Surplus employees are entitled to priority appointment to term and short-term, nonrecurring positions (1.1.28)
If you accept a term position, your indeterminate status and surplus priority status will be protected (1.1.25) and your home department will pay salary costs, and other authorized costs such as salary protection, tuition, travel, relocation, and retraining for surplus employees for one year. After that, the appointing department becomes you new home department. Your home department may agree to a period longer than 1 year, but is not obligated to do so. (1.1.24)
Surplus employees have the right to receive up to two years retraining, under certain conditions. The conditions which trigger that right include a shortage of qualified candidates and the condition that there are no other available priority persons qualified for the position for which you are retraining (4.1.3, 4.2.1). The department must prepare a training plan that is agreeable to you (4.2.2). You will remain employed by your home department during retraining and be paid at your current level unless the appointing department is willing to appoint you on the condition you will successfully complete the retraining (4.2.4).The proposed lay-off date will be extended to the projected completion of the training period (4.2.5). If your performance during training is not satisfactory, the training can be terminated and you can be laid off (4.2.3).

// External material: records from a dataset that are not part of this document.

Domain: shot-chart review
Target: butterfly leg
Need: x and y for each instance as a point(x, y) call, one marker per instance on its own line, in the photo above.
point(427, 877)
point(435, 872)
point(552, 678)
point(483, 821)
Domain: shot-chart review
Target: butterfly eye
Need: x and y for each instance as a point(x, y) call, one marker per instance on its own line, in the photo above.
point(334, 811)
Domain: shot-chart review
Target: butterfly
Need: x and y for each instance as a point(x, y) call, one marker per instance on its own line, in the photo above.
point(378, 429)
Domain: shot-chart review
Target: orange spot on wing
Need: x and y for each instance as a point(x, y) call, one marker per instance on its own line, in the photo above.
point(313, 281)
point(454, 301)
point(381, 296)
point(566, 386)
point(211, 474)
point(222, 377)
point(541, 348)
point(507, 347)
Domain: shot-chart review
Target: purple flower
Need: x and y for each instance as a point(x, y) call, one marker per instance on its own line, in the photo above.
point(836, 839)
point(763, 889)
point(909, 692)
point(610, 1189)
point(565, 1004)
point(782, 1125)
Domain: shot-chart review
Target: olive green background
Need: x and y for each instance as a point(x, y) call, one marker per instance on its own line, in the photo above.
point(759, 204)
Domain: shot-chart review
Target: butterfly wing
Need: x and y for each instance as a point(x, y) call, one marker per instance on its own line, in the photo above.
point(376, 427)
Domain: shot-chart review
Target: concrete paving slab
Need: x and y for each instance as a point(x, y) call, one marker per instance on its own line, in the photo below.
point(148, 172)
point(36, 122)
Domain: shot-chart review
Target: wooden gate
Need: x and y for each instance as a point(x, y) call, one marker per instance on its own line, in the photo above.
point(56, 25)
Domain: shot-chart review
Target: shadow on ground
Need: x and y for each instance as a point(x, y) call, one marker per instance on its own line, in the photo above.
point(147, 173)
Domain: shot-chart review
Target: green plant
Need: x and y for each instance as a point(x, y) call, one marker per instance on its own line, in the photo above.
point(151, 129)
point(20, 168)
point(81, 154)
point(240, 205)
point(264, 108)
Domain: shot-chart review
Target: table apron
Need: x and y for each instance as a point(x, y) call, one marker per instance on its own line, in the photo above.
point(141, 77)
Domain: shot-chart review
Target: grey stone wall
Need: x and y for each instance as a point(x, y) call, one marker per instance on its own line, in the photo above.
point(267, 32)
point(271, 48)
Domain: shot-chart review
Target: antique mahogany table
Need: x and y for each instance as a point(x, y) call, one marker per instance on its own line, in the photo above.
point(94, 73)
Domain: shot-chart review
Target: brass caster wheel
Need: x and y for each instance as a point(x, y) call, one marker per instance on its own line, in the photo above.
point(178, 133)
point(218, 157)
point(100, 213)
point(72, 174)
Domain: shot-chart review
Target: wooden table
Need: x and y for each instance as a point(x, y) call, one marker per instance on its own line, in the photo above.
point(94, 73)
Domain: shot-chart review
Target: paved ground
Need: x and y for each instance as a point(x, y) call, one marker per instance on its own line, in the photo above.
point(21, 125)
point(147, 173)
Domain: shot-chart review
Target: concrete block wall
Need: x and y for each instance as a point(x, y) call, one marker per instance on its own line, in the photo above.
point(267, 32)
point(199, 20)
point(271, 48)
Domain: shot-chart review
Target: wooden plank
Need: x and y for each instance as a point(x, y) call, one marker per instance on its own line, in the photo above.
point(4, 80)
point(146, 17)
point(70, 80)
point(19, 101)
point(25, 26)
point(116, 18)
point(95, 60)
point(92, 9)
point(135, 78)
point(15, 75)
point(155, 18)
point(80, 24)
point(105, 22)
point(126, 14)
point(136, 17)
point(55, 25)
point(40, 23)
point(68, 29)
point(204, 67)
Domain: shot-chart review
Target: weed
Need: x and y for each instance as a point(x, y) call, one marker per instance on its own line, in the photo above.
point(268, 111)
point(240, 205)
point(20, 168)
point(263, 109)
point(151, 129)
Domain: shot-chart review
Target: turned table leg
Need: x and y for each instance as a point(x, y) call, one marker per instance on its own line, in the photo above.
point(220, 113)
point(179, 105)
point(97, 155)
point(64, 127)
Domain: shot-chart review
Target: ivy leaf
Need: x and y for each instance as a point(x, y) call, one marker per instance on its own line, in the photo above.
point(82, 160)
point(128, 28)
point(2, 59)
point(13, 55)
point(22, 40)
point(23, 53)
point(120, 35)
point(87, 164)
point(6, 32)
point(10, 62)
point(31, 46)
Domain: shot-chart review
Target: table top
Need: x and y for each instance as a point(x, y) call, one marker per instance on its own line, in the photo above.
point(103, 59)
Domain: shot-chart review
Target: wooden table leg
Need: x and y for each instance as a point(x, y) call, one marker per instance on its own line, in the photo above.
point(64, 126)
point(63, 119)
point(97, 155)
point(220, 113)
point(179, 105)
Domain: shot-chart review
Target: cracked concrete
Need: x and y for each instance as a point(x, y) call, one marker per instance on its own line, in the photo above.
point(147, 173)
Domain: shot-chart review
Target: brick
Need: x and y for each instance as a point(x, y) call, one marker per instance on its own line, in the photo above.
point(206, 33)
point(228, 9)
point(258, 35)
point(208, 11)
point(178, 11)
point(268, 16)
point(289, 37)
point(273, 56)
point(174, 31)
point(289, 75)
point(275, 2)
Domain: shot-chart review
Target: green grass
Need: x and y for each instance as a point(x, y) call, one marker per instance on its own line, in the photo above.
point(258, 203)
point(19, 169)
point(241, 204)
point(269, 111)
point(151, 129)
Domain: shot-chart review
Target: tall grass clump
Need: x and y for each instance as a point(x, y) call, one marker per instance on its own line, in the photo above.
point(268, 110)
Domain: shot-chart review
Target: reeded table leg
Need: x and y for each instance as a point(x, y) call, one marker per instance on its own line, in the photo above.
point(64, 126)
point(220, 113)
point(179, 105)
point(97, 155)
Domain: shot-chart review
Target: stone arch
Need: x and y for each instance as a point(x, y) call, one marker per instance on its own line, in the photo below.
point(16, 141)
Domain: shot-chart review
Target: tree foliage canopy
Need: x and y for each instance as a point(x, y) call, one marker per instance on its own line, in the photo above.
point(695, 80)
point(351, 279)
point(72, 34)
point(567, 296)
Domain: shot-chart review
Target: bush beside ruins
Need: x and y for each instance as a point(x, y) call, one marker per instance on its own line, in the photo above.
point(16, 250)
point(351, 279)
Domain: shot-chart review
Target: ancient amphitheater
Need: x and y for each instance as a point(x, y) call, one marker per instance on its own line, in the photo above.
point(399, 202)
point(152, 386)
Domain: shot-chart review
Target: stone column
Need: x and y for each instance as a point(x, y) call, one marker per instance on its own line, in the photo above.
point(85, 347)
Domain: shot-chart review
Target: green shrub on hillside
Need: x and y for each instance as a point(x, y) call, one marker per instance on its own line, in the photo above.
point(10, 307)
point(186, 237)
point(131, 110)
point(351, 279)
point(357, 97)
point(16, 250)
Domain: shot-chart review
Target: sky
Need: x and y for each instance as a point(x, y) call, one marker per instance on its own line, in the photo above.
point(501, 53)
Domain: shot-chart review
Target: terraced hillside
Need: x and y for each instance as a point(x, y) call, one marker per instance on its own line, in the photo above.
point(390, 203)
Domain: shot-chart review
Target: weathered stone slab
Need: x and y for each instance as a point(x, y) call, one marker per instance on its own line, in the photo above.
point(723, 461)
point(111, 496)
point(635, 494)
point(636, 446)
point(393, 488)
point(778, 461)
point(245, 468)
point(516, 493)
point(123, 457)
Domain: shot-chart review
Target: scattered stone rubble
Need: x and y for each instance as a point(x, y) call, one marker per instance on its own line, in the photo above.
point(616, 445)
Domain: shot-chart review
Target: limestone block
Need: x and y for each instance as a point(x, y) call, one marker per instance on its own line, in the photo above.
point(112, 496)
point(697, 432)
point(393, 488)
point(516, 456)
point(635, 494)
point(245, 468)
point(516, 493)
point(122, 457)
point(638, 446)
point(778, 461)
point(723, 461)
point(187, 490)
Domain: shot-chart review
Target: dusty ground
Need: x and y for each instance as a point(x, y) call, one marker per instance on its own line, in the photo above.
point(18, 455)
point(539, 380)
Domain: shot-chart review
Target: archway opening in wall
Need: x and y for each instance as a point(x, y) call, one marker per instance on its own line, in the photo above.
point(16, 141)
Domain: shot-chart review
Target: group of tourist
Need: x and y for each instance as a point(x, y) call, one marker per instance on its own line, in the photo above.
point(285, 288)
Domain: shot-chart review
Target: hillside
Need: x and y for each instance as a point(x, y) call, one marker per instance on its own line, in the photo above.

If you refuse a reasonable job offer, you will be laid off one month after your refusal, but not before six months after the surplus declaration date (1.1.32).
A surplus employee can also make a written request to the Deputy Head for an accelerated lay-off, or to be laid off earlier than originally scheduled (1.1.29). You may wish to consider this if you receive a job offer elsewhere.
As well as being appointed to an indeterminate position or being laid off as outlined above, you might also have your surplus status rescinded or you may choose to resign. If you resign, you will be considered laid off on the date the employer accepts your resignation for the purposes of severance and retroactive remuneration (1.1.37).
Severance pay and other benefits flowing from other parts of the collective agreement are separate from and in addition to those in the WFAA (1.1.36).
The department is required to provide you with an individual counsellor to help you assess your situation (1.1.34, see Getting help and taking action! info sheet).
Note that as a surplus employee in receipt of a guarantee of a reasonable job offer you do not have access to the choices available to opting employees (6.1.1). This includes the right to alternation (6.2.3).